Work will start this summer on restoring Ebridge Lock, the best-known of the six along the North Walsham and Dilham Canal.

The project, estimated to cost up to £35,000, has been made possible thanks to a £26,000 EU LEADER grant to the North Walsham and Dilham Canal Trust which is working with the canal owners to regenerate the 19th-century waterway.

The funding will cover the cost of manufacturing the top gates and “stop planks”, which block off the lock enabling repairs to be carried out. 

Volunteers will carry out the restoration with some professional help and the trust is appealing for donations to cover the cost of specialist contractors, materials such as bricks for the lock walls, and equipment hire.

“The Ebridge Lock area has become a magnet for locals and tourists to walk, fish, boat or just sit since the Old Canal Company (OCC) restored the reach to Ebridge,” said  trust chairman Ivan Cane.

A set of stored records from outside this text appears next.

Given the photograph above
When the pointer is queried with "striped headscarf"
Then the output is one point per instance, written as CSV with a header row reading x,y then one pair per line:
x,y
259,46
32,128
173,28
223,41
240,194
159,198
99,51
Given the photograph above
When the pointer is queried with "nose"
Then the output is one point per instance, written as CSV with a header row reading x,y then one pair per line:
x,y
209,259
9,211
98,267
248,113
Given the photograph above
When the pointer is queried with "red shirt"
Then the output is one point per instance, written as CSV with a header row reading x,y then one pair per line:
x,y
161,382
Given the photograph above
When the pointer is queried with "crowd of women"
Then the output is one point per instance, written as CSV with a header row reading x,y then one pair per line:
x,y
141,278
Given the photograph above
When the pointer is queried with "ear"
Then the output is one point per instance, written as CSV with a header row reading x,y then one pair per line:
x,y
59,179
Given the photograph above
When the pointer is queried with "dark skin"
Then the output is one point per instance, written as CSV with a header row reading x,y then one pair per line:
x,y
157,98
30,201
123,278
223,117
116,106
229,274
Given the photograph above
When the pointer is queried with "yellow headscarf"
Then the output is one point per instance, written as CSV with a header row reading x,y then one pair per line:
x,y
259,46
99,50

“However, the waters are only held back by a wall of cement bags placed at the top of the lock some 60 years ago. This grant will lead to the replacement of the bag wall with new gates – that will sustain the present level of water for people and nature, as well as being a visual reminder of the past. This will also be the first stage in the restoration of the second lock on the canal.”

Bacton Wood Lock, one mile upstream, has been restored over a 10-year period by the OCC, which owns that stretch of the waterway, and volunteers.

Once nearly nine miles long, the canal opened in 1826 to ferry cargoes to and from mills and communities along its route. But it went into decline with the arrival of the railway and the last wherry sailed it in 1934.

Disuse led to the waterway becoming choked with vegetation and Ebridge Lock, along with the rest of the canal infrastructure, rusted, rotted and crumbled. 

It is the most visible of the canal’s locks, standing beside the road from North Walsham to Happisburgh, on Ebridge Mill Pond.